The descriptive phrase in the title of this study, ‘Merlin's prophet’, refers primarily to a style, rather than to a man. It derives from the passage with which Rabelais concludes his Gargantua. There, Gargantua and Friar John both comment on the meaning of a ‘prophetic riddle’ engraved on a plate and discovered in digging the foundations of the abbey of Thélème. Gargantua interprets the riddle – a muddled account of an Antichrist, an apocalypse, and a triumphant elect – to mean ‘the Continuance and Upholding of Divine Truth’. Friar John, however, disagrees:
That is not my Explanation; The Style is that of Merlin the Prophet. Put upon it all the Allegories and Grave Expositions that you will, and dote about it, you and the Rest of the World, as much as you like.
For my Part, I believe there is no other Meaning enveloped in it than a Description of a Game at Tennis hidden under obscure Words.

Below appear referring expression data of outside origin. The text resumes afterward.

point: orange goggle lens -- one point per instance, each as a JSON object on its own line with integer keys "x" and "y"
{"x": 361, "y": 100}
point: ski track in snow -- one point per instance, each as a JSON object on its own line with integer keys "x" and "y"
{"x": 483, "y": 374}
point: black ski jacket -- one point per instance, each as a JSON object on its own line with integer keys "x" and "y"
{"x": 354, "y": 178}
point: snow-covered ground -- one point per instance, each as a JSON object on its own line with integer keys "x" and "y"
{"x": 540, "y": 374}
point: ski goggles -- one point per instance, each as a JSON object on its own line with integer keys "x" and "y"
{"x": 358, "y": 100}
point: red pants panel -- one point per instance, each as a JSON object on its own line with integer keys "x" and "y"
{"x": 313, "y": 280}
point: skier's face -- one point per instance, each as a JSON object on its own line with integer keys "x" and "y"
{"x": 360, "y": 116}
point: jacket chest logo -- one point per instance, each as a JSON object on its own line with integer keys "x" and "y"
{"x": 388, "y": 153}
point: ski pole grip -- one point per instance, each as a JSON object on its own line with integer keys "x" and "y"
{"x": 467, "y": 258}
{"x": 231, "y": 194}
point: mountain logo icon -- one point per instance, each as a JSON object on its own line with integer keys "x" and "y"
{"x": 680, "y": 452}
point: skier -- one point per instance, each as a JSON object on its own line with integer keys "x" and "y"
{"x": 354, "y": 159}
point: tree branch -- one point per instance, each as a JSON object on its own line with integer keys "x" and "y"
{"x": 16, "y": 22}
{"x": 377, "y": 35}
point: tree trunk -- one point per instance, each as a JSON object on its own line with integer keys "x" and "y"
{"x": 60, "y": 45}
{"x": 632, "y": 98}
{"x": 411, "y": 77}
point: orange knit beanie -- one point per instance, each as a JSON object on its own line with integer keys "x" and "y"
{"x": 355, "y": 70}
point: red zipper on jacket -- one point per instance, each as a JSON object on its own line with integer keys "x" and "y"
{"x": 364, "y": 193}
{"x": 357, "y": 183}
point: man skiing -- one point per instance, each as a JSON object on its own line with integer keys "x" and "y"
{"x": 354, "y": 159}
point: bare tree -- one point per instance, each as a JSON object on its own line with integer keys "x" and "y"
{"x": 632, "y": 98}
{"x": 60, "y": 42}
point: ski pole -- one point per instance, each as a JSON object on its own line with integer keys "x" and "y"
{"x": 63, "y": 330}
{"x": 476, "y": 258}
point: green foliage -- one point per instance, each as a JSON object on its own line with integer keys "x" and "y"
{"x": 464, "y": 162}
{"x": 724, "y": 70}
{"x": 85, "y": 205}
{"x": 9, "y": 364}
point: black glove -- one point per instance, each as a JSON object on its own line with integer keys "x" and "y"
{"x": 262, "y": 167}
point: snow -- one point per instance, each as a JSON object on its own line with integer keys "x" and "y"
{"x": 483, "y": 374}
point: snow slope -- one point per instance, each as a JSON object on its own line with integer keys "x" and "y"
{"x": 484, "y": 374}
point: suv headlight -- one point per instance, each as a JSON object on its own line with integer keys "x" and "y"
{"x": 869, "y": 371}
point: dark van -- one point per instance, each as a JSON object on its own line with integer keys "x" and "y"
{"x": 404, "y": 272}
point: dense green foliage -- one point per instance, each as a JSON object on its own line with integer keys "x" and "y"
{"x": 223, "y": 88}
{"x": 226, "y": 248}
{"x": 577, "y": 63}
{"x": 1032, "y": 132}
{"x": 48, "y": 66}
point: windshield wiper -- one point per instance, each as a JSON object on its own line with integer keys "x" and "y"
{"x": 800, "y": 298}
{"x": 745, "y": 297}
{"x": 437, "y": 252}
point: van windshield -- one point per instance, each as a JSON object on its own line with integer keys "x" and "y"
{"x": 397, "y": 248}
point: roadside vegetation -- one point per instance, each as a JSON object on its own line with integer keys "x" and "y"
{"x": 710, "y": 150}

Friar John's brief argument with Gargantua can serve to introduce two basic sources of disagreement among the spectators and readers of Marlowe's work. First, Marlowe seems to have been a rhetorical provocateur, as well as, quite possibly, a political one. He could tantalize and manipulate the imaginations of an audience in a masterful fashion. Rarely does he disappoint our expectations without first over-inflating them. He thereby encourages us to ‘dote’ about his heroes and his ideas.